Studies in plants show that cryptochrome changes its shape in response to light, large alterations in the arrangement of one end of the protein (the C-terminus) allow for cryptochrome to signal by interacting with other proteins. Cryptochrome is often associated with another protein called timeless (TIM), light changes cryptochrome and exposes both cryptochrome and TIM to destruction. The changes in cryptochrome structure are the result of light rearranging electrons in part of the protein structure. Such rearrangements are common in biology and can be induced in many ways, not just by light. Light dependent destruction requires another protein called Jetlag, which tags proteins for destruction. TIM is a key part of your circadian clock, and destroying it resets the clock. The new findings show that even a millisecond of light exposure can alter cryptochrome for upto 30 mins; it is extremely light sensitive. This short exposure is insufficient to alter your internal clock, however.

The structure of cryptochrome in the dark. The atomic detail of the protein is reduced to a ribbon to show how a protein chain folds into a functional shape. The C-terminus is the red tail (front right). (source)
There are many other systems involved in keeping you synchronised with your environment and it is not entirely clear how well this model applies in humans, as the precise activity of cryptochrome between plants and flies is now known to be very different, although the effects are still the same. These systems are involved in jet lag, but may also contribute to severe insomnia and other sleep pattern dysfunctions, so better understanding of our circadian clock has high potential to help the sleeping impaired.

I would be excited to explore circadian rhythms in life forms that have lives independent of the sun, in particular, do deep ocean fish, hydrothermal vent ecosystems and cave dwelling insects maintain their circadian rhythms? Are they still responsive to light? And if not, how to these creatures organise their lives?

Do these tubeworms (Riftia pachyptila) on deep sea vents use the same systems as us to track the days and organise their lives? (source)
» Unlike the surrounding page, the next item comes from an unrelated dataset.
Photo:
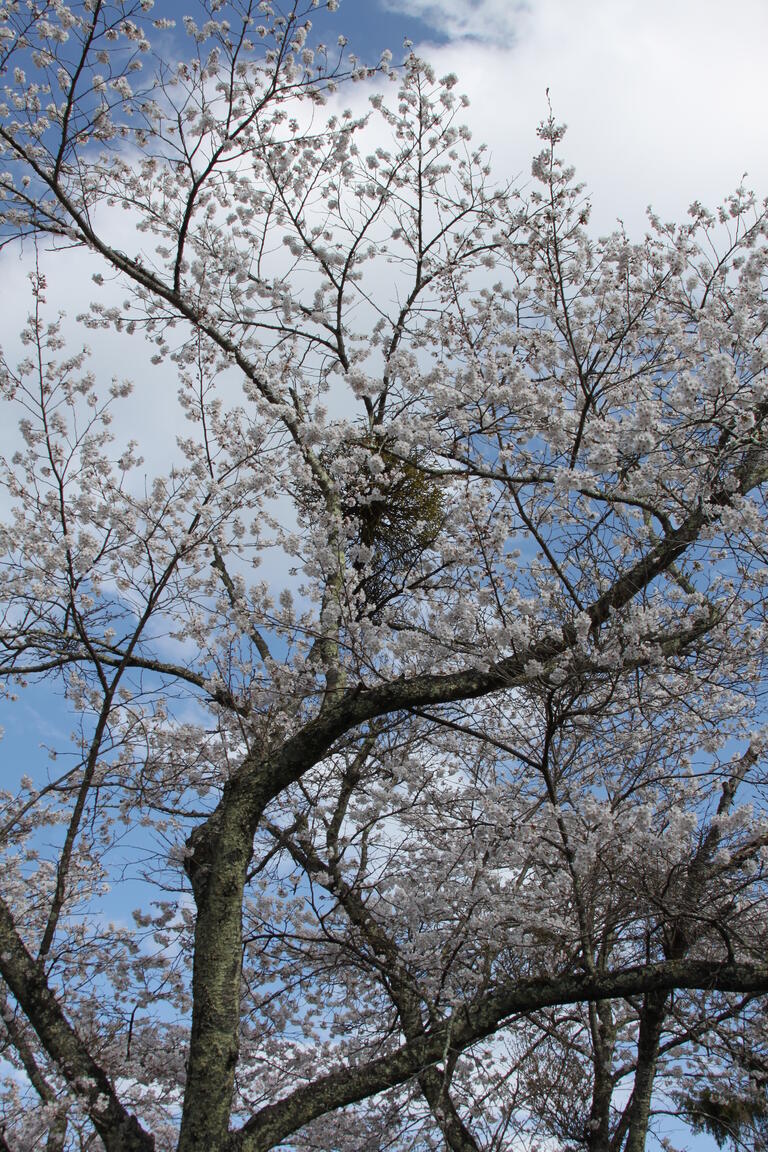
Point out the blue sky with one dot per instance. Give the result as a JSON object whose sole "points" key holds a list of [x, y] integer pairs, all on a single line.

The circadian rhythm is a fantastic illustration of evolutionary ingenuity. Somehow we have developed a system that almost perfectly fits with the motions of our planet, tracking a 24 hour rotation on Earth’s axis, biologically speaking this is an arbitrary length of time and circadian rhythm is a brilliant demonstration of adaptation to our environment. It is probably one of the oldest and most conserved mechanisms in life on Earth, possibly one of the first ways we had of responding to the world around us. It is the basis for all time based events; breeding seasons, migrations and hibernations. Perfect synchronisation is essential to much of the life on this planet and is entirely dependent upon this one timekeeper.

Ozturk, N., Selby, C., Annayev, Y., Zhong, D., & Sancar, A. (2010). Reaction mechanism of Drosophila cryptochrome Proceedings of the National Academy of Sciences DOI: 10.1073/pnas.1017093108

1 comment:

Genomic Repairman said...

"but it explains how exactly, all the way down to the atomic level, our body keeps track of the time of day"
Remember this is in Drosophila not humans. Not all protein functions are evolutionarily conserved between fruit fly and man. We don't know if this exactly happens in humans yet so tred lightly.

Aziz is a weird dude but his lab does good work.